At the time the 23 and 101 mJ cm2 time series were collected, the available timing reproducibility was less, and datasets were collected at a series of preset nominal time delays ranging from 150 to 1,300 fs that were then merged into large sets of about 150,000 indexed lattices for both fluences. These where then sorted according to the actual time delay of each image as determined by the timing tool of the beam line. Then, the data were split into smaller datasets by moving a window of 20,000 indexed lattices over the data for each fluence in steps of 10,000 indexed lattices. Thus, each of these datasets contain 20,000 indexed lattices, with an overlap of 10,000 indexed lattices between two consecutive time points. The timing distributions of these partial datasets have standard deviations of between 40 and 70 fs. In combination with the accuracy of the timing tool we estimate the true widths of these distributions to be approximately 100 fs. It should be noted that the overlap of the time delay distributions caused by this ‘binning’ of the 23 and 101 mJ cm2 data will result in a ‘smearing out’ of time-dependent effects.

The power titration data were collected during the same beam time as the 23 and 101 mJ cm2 data series, with the time delay set to nominally 10 ps. At this long time delay, the timing reproducibility of the beam line is of no concern and most heating effects have decayed.
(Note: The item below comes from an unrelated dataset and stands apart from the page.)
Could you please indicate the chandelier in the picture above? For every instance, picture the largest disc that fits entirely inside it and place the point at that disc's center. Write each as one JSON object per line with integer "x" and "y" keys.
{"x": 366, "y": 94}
For the power titration, as many images were collected as was practical during the beam time, and the number of indexed lattices in each dataset varies.

Thus, while for the 23 and 101 mJ cm2 fluence time delay data, each dataset contains the same number of indexed lattices, whereas for the 5 mJ cm2 fluence time delay- and power titration data, there are different numbers of indexed lattices in each dataset. In serial crystallography, the precision of a dataset increases with the number of indexed lattices. However, this should not affect the magnitude of structural changes beyond measurement error levels52, and indeed, we observed no correlation of structural changes with the number of indexed lattices for the 5 cm2 time delay data or the power titration data. Data statistics are given in Supplementary Table 1.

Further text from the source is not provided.